There were two articles in the Washington Post this past week that speak volumes on the traffic and related quality of life issues in the Northern Virginia suburbs. Catching up in my RSS feeds and reading them consecutively was very interesting, if not a little daunting and depressing about potential solutions to the traffic woes in the Washington area.
One article looks at efforts and considerations of making Tysons Corner (where I work) more pedestrian friendly. For those not familiar with the Washington area, Tysons Corner is a retail and business center at the intersections of Route 7, Route 123 and the Capital Beltway (Interstate 495) in the Virginia suburbs. Its a traffic and business nexus that grew up mostly in the 1980s and 1990s, and is (a close) second only to downtown Washington itself as a job center in the Washington metro area.
I can say what follows with the authority that can only come from experience: to try to walk anywhere in Tysons is to take your life into your own hands. The sidewalks in Tysons Corner are very few and far between, and generally there are hills, lawns and barriers that one has to climb over to get from point A to point B. Among other things, crawling over these barriers make one question their own adulthood. In terms of dealing with traffic, pedestrians have less than no rights on the streets of Tysons Corner. Suffice it to say that the plans under consideration to transform Tysons Corner into a pedestrian-friendly city center are quite pricey, such that the opposition to making these changes is likely to be enormous.
A very related topic is the fact that preliminary engineering surveys of the plans to extend Metrorail from West Falls Church out to Dulles Airport through Tysons Corner and Reston are likely to cost 60 percent more than previously estimated, a hefty $2.4 billion. This is truly disastrous, because the financing for the original estimate of the cost to extend the metro out to Dulles (i.e. very near to where I live) resulted in extremely careful negotiation and agreement among the local jurisdictions in the Dulles corridor, the Commonwealth of Virginia and the federal government. My congressman, Frank Wolf, who was a firm supporter of the federal funding for the rail extension indicated that he is very skeptical of the federal governments willingness to fund the project beyond the already agreed funding levels:
“The state is going to have to go back and make those numbers work,” said Dan Scandling, a spokesman for Rep. Frank R. Wolf (R-Va.), who has been instrumental in pushing for federal financial support for the project. “This is the state’s project. They hired the engineers and put the financing plan together. They have to explain how these numbers are going to work — or are not going to work.”

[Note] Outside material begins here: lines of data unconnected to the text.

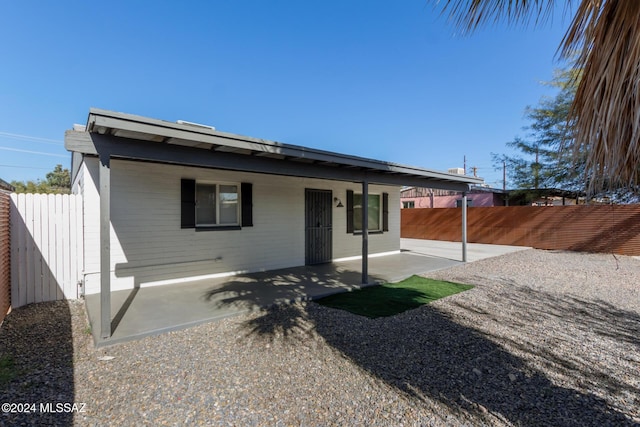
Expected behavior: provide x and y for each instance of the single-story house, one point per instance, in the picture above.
(171, 202)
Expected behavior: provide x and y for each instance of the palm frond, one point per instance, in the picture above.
(470, 14)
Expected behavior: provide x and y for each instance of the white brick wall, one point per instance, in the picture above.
(149, 247)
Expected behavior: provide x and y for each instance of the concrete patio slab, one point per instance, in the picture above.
(148, 311)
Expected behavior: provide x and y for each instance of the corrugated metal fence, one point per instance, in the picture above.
(606, 229)
(46, 247)
(5, 255)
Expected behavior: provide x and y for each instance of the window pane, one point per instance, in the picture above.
(228, 204)
(357, 212)
(205, 204)
(374, 212)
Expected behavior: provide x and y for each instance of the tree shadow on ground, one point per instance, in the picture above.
(36, 344)
(429, 355)
(255, 291)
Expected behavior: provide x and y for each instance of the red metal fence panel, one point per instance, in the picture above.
(584, 228)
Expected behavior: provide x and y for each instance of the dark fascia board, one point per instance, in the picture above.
(104, 121)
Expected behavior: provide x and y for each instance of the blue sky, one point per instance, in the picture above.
(387, 80)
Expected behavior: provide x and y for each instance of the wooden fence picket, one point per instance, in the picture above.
(46, 247)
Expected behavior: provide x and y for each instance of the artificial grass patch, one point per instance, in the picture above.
(393, 298)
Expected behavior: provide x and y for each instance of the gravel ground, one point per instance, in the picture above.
(545, 338)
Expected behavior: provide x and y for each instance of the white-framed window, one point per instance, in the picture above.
(217, 204)
(375, 212)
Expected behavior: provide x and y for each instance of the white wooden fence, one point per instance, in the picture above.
(46, 247)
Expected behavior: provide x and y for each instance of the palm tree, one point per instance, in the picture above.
(605, 114)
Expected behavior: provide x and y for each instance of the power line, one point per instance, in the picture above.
(31, 138)
(41, 153)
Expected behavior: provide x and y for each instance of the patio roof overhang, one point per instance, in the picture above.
(112, 135)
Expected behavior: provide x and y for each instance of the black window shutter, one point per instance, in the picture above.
(188, 207)
(246, 194)
(349, 211)
(385, 211)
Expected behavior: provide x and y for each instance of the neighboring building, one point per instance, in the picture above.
(168, 202)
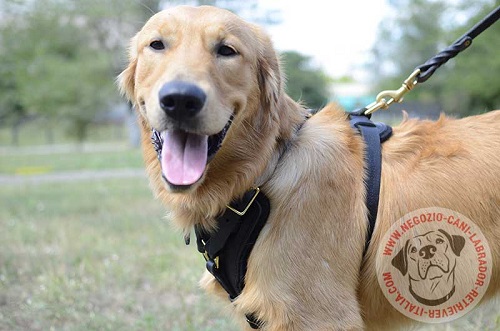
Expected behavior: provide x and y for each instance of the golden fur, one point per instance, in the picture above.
(307, 270)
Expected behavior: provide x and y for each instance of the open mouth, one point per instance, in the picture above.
(184, 156)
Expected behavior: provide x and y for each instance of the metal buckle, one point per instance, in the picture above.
(393, 95)
(243, 212)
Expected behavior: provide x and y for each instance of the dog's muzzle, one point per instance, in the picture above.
(184, 156)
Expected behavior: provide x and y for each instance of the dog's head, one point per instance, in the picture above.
(429, 255)
(194, 73)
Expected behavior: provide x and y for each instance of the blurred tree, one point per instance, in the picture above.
(416, 30)
(305, 83)
(59, 58)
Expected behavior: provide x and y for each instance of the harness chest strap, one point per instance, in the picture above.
(228, 249)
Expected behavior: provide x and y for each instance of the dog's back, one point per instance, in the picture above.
(449, 163)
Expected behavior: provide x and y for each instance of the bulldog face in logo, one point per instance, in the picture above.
(429, 260)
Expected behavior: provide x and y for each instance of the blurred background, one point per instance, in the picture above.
(83, 244)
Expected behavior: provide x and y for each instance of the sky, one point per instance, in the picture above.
(337, 34)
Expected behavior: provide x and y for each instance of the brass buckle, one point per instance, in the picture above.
(216, 259)
(243, 212)
(393, 95)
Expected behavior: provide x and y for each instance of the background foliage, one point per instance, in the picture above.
(416, 30)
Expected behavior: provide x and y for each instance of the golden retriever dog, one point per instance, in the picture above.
(211, 84)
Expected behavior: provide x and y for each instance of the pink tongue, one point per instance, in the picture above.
(183, 157)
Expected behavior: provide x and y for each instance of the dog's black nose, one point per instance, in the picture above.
(427, 252)
(181, 100)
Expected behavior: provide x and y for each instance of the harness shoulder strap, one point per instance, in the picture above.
(374, 134)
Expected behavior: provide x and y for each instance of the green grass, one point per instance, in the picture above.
(97, 255)
(100, 255)
(77, 159)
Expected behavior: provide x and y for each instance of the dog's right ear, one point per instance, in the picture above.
(126, 80)
(269, 73)
(400, 261)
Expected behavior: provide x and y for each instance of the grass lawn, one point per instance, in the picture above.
(100, 254)
(85, 159)
(97, 255)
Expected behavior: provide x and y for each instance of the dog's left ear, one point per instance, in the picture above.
(126, 80)
(400, 261)
(457, 242)
(269, 73)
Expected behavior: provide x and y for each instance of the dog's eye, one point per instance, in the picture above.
(157, 45)
(225, 50)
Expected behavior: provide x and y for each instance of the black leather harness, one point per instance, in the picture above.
(228, 249)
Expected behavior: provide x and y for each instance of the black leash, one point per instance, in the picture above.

As somebody who commutes from Dulles to Tysons each day, these stories are of significant concern. The current traffic woes in Northern Virginia are putting a real damper on both the quality of life and the ability of the region to grow. A rail link to unite the business and residential centers of Northern Virginia to one another as well as the core of Washington is, in my opinion, a necessary remedy to the current situation.